69 Practices that may help: SEVEN
When you are mentally revved up, take a moment to breathe and see what is really going on with you. Notice especially if you are afraid or upset about something. Any time you feel in danger of being “bored”, stop and see what you are avoiding. Allow the events of your life, even the painful ones, to touch you deeply. Simply identifying a feeling is a beginning but not the same as fully experiencing and being affected by them. Learn to notice your impatience and its roots. Because you are talented in many areas, you tend not to develop any one fully. Be on guard for the “instant expert” syndrome. Do your homework. Take time to bring your abilities to fruition. Find the joy of the ordinary. When you are truly present, all of your experiences are extraordinary. Make each moment a unique source of delight and amazement. Learn to meditate.
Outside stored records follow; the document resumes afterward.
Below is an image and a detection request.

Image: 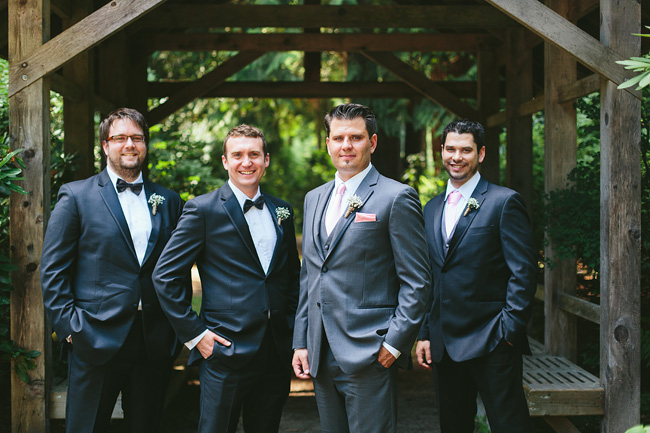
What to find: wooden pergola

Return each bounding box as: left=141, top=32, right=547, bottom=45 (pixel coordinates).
left=5, top=1, right=643, bottom=432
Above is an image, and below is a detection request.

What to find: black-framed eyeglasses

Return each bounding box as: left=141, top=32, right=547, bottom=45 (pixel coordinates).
left=106, top=135, right=146, bottom=144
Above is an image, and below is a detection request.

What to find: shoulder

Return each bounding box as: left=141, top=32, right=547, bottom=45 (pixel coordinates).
left=186, top=186, right=224, bottom=208
left=305, top=181, right=332, bottom=200
left=483, top=181, right=523, bottom=205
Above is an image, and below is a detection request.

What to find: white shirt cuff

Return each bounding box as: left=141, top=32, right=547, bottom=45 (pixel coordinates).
left=186, top=329, right=209, bottom=350
left=382, top=341, right=401, bottom=359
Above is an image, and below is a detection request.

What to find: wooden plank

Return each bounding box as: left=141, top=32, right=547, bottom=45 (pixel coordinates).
left=8, top=0, right=51, bottom=430
left=478, top=50, right=501, bottom=184
left=485, top=0, right=641, bottom=100
left=558, top=74, right=599, bottom=103
left=544, top=0, right=578, bottom=362
left=599, top=0, right=642, bottom=431
left=543, top=417, right=583, bottom=433
left=138, top=5, right=519, bottom=30
left=50, top=72, right=82, bottom=102
left=8, top=0, right=168, bottom=97
left=147, top=51, right=264, bottom=125
left=142, top=32, right=501, bottom=53
left=97, top=30, right=128, bottom=115
left=62, top=0, right=94, bottom=180
left=557, top=292, right=601, bottom=325
left=504, top=28, right=533, bottom=209
left=147, top=81, right=481, bottom=99
left=361, top=51, right=478, bottom=119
70 Practices that may help: EIGHT
Get in touch with your feelings. Vulnerability lets others know that they matter, that you care for them. You do not need to wear your heart on your sleeve, but do not deny the hurt either. Find people you can really trust, and talk with them about matters that are eating at you. Notice that you are being heard when you are – and do the same for others. A little restraint on the intensity levels in work and in play can help ensure that you will be around longer to enjoy your life in deeper and subtler ways. Question your need for intensity and ask where it comes from.

71 Practices that may help: NINE
Learn to discriminate between genuine humility and the tendency to discount yourself and your abilities. You may feel overwhelmed by life’s problems and that you have little to offer others, but a quick look at the discord, violence, and pain in the world may guide you to a quiet wisdom about what you can do. Learn the value of the word NO. When presented with a proposition that you are uncomfortable with, it is better to make your misgivings known at the onset rather than silently agreeing and regretting it later. Most people want to know what your real opinion or preference is – even if it seems unimportant to you at the time. Learn to recognize what YOU want from a given situation. Often you will be so busy taking into account the positions of others that you will tend to neglect your own. If necessary, do not be afraid to ask others to give you a moment to consider the options. And do not be afraid to pursue the opinion you prefer it arises. Invest time and energy in developing yourself and your talents.

72 What is your Enneagram number
What is your Enneagram number? How does your profile manifest itself in your personal and student life? How does it impact on your ability to influence (rightly or wrongly) other people? If possible, can you identify critical incidents in your life that may help explain your Enneagram number

73 Identify action points that can help you move from your Vice to your Virtue.